O que realmente muda este ano?

Dois novos programas, ambos estruturais, não cosméticos. O «At Dawn», produzido com a Resident Advisor, abre a floresta ao amanhecer para uma série de sets que não existiriam às 3 da manhã: Jeff Mills estreando um novo live chamado «STARGATE», Sampha num set de DJ raro, DJ Sprinkles apresentando «Deeperama» e Eris Drew com «Mystery of the Motherbeat». É restrito a quem tem passe de fim de semana, o que mantém isso como um verdadeiro bônus para iniciados, não uma jogada de marketing.

O «Into the City» é a mudança estrutural maior. Desde a estreia em 2013, a programação principal do Dekmantel sempre ficou dentro da floresta. Este ano não: o festival abre em 29 de julho com um show na Oude Kerk, a igreja mais antiga de Amsterdã, com Space Afrika à frente, e na noite seguinte se muda para o Paradiso para o projeto «STOOR» de Speedy J e para o Melkweg para DARKSIDE e Juan Atkins. Para um festival cuja identidade inteira era a floresta, isso não é um ajuste de agenda, é uma declaração: a marca pode sair de casa.

Por que o Skrillex está tocando no Dekmantel?

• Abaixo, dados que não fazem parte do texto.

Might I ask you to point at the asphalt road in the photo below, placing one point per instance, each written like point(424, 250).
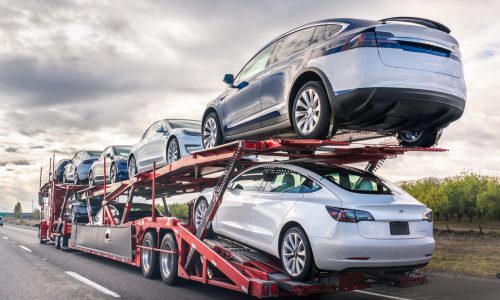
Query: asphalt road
point(29, 270)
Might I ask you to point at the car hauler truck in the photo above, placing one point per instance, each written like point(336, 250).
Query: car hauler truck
point(175, 249)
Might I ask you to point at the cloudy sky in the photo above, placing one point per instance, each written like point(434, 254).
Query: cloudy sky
point(86, 74)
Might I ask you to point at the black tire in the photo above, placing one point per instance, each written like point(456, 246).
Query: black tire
point(150, 268)
point(318, 130)
point(176, 151)
point(113, 176)
point(168, 262)
point(56, 243)
point(306, 273)
point(132, 170)
point(424, 139)
point(208, 140)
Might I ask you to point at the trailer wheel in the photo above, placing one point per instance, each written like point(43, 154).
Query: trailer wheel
point(56, 242)
point(149, 258)
point(168, 261)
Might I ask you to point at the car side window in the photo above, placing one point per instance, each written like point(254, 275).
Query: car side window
point(319, 35)
point(249, 181)
point(256, 64)
point(331, 30)
point(281, 180)
point(293, 43)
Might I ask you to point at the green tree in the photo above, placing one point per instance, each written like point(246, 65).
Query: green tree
point(36, 214)
point(489, 200)
point(18, 211)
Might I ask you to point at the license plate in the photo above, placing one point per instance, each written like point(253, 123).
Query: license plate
point(399, 228)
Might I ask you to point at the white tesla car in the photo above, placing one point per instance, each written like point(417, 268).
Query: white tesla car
point(325, 217)
point(164, 142)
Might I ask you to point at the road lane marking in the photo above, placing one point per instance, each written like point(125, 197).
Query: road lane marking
point(380, 295)
point(92, 284)
point(25, 248)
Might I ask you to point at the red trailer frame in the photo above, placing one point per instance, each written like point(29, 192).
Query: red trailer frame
point(219, 261)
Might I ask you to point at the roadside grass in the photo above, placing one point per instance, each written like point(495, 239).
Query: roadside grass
point(466, 253)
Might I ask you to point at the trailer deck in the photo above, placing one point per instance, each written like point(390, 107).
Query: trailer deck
point(207, 259)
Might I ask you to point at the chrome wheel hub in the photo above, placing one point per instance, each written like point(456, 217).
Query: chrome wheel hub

Eis o que a cena realmente está comentando. Skrillex, o produtor que definiu o EDM mainstream americano no começo dos anos 2010, estreia no Dekmantel este ano num back to back com RHR. Há mais de uma década o Dekmantel se posiciona como o festival anti EDM por excelência, aquele que programa os pioneiros da techno de Detroit e as mentes mais underground da minimal chilena em vez dos headliners do circuito de festivais. Colocar o Skrillex nesse mesmo lineup, mesmo que por um único set em back to back, é uma mudança real, e acontece justamente no ano em que o festival se expande fisicamente para fora da floresta.

Isso não torna a escolha uma traição. O Skrillex passou os últimos anos explorando as margens da bass music, da techno e da música de club em vez de se ater aos grandes drops que o tornaram famoso, e um único set b2b não é uma tomada de poder. Mas essa escalação fica bem ao lado do «Into the City» como prova da mesma pergunta de fundo: até onde um festival purista pode esticar seu formato e seu lineup antes que aquilo que o tornava especial comece a se diluir.

Quem mais está no lineup?

O resto do lineup de mais de 160 artistas parece um Dekmantel clássico, com uma guinada mais forte para o dub e a bass music neste ano. O Underground Resistance, o coletivo de techno de Detroit, volta se apresentando com a voz de Saul Williams. Ricardo Villalobos e Helena Hauff também voltam. O fim de semana abre com um live improvisado de James Holden e Surgeon, o mais longe possível do instinto EDM.

A programação ao amanhecer e a expansão para a cidade são a verdadeira notícia aqui. O Skrillex ocupa apenas um set em back to back num lineup de 160 artistas, já a mudança de formato é permanente.